Nun wieder zurück zum eigentlichen. Prüfzeichen - und stempelsetzung, wie hier von Philamaster ( NICHT zu verwechseln mit Philmaster - ein Schelm, der schlechtes dabei denkt! )  ausgewiesen, heißt, daß seiner Meinung nach alle Marken, die nicht tiefst geprüft sind, als minderwertig und als sog. "Schrott" anzusehen sind. Dem muß insofern widersprochen werden, da es Briefmarken in Ausführung gibt, die mittlerweile auch schon "etliche Jahre" auf dem Buckel haben. Das soll aber nicht heißen, daß hier ein Freibrief für jeden Schrott ausgestellt werden soll. Aber mir erscheint es so, daß dieser Ratgeber es nur mit Sammlern mit hohem Niveau und noch größerem Geldbeutel zu tun haben will. Ausserdem sind  viele Sammler seiner Meinung nach nicht kompetent, sich Philatelisten und Kenner zu nennen. Dieses Prädikat bleibt nur gewissen Personen vorbehalten. Aber daß dies "Bildchensammler und Möchtegern-Philatelisten" vom Geld eben jener leben, darüber schweigt des Sängers Höflichkeit. Bitte nochmals darüber nachdenken.

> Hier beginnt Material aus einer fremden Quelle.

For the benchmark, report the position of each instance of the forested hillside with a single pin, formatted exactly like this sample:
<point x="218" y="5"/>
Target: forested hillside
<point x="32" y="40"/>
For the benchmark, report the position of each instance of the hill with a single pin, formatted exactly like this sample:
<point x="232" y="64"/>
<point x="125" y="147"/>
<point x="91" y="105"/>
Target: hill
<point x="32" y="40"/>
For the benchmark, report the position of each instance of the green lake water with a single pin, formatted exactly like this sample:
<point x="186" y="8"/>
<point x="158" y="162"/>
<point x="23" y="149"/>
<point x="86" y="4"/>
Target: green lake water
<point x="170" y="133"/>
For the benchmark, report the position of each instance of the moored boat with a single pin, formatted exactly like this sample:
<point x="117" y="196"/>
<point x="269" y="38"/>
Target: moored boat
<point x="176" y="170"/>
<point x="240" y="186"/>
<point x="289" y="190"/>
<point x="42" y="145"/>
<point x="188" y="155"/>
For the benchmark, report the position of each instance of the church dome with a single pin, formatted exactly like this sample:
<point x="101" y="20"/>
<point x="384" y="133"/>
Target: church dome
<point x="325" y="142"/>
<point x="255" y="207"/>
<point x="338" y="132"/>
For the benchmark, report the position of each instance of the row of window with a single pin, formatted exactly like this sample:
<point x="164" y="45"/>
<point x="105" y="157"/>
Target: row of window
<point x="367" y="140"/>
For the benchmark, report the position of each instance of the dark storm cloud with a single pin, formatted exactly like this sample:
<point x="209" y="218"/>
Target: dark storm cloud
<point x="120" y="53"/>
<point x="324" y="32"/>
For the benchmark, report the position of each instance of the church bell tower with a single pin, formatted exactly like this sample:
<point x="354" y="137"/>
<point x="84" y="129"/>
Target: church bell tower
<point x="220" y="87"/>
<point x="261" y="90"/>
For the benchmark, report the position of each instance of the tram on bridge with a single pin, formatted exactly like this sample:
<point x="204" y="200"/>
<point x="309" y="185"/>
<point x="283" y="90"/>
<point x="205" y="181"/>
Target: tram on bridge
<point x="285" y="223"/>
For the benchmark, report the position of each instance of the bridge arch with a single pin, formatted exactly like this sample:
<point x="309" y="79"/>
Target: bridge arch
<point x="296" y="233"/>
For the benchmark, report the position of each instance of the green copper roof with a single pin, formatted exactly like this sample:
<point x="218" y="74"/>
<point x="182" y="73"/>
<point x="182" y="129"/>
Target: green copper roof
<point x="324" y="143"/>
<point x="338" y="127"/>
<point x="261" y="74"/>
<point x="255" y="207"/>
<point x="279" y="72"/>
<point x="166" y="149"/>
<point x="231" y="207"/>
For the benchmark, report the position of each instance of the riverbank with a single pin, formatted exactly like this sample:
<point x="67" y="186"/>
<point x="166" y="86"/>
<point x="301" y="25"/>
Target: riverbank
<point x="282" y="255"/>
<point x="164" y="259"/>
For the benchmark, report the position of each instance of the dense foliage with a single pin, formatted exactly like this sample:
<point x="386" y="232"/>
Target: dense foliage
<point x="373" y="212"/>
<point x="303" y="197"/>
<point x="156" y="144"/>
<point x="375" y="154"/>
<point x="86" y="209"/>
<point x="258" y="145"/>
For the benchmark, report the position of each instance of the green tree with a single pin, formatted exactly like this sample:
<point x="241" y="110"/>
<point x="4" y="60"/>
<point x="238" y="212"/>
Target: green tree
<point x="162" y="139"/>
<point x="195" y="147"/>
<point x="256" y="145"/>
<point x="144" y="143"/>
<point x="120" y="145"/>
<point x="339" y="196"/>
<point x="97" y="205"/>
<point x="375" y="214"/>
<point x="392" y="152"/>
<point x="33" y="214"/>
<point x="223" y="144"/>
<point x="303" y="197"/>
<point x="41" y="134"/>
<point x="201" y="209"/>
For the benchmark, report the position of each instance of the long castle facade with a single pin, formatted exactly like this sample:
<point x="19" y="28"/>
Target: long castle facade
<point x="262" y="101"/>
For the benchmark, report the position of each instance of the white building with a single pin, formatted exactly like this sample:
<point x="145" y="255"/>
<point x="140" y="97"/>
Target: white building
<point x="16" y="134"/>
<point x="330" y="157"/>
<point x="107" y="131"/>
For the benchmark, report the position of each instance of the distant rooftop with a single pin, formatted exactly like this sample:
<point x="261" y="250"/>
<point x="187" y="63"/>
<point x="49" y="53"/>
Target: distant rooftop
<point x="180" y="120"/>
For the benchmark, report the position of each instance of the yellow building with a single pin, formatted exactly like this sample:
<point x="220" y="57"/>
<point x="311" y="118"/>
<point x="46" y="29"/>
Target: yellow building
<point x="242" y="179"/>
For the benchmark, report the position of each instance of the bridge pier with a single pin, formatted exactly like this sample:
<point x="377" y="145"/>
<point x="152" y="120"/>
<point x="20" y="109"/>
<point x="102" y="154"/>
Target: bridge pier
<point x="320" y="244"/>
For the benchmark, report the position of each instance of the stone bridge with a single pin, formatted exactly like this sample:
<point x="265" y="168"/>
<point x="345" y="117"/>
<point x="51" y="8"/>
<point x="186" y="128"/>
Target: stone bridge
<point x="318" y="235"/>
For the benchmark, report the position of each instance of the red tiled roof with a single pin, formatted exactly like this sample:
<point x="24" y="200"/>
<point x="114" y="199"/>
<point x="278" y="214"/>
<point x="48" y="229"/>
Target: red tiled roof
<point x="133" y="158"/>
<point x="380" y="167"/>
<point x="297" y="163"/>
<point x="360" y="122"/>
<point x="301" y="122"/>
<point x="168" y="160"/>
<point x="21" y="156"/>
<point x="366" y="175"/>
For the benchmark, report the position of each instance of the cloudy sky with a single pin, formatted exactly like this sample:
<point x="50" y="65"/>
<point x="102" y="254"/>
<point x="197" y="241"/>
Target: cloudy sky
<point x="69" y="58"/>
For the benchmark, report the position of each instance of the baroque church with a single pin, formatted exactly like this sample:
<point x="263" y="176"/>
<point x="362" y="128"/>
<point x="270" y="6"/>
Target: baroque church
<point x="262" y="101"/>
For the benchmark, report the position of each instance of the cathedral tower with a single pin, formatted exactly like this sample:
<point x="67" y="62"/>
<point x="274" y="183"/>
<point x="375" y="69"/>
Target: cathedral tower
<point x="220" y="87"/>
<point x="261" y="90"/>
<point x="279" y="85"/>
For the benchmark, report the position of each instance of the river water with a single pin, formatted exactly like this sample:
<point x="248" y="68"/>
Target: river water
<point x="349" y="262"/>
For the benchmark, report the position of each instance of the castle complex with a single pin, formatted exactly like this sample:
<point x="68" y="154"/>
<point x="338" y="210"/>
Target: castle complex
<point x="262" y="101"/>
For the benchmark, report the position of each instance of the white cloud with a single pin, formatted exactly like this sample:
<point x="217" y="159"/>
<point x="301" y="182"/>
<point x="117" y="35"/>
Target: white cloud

Meine Bitte ist es, Ratschläge sach - und fachkundig, aber auch ehrlich und verständlich herüber zu bringen. Die Nachfolgegeneration, auf die wir angewiesen sind, werden es Ihnen danken.
Mein Tip: Zeigen Sie in Ihrem Ratschlag doch alle Prüfzeichenstellungen und nicht nur die vorhandenen.
Als älterer Philatelist, wohlbewandert in Verein und Fachgremium, weiß ich wohl, wovon ich hier schreibe. Weitere Details könnten geliefert werden, möchte aber nicht als "Nestbeschmutzer" aufgeführt werden.
Nur Ehrlichkeit und Kollegialität führt zum Erfolg eines wohlgearteten Sammlerlebens.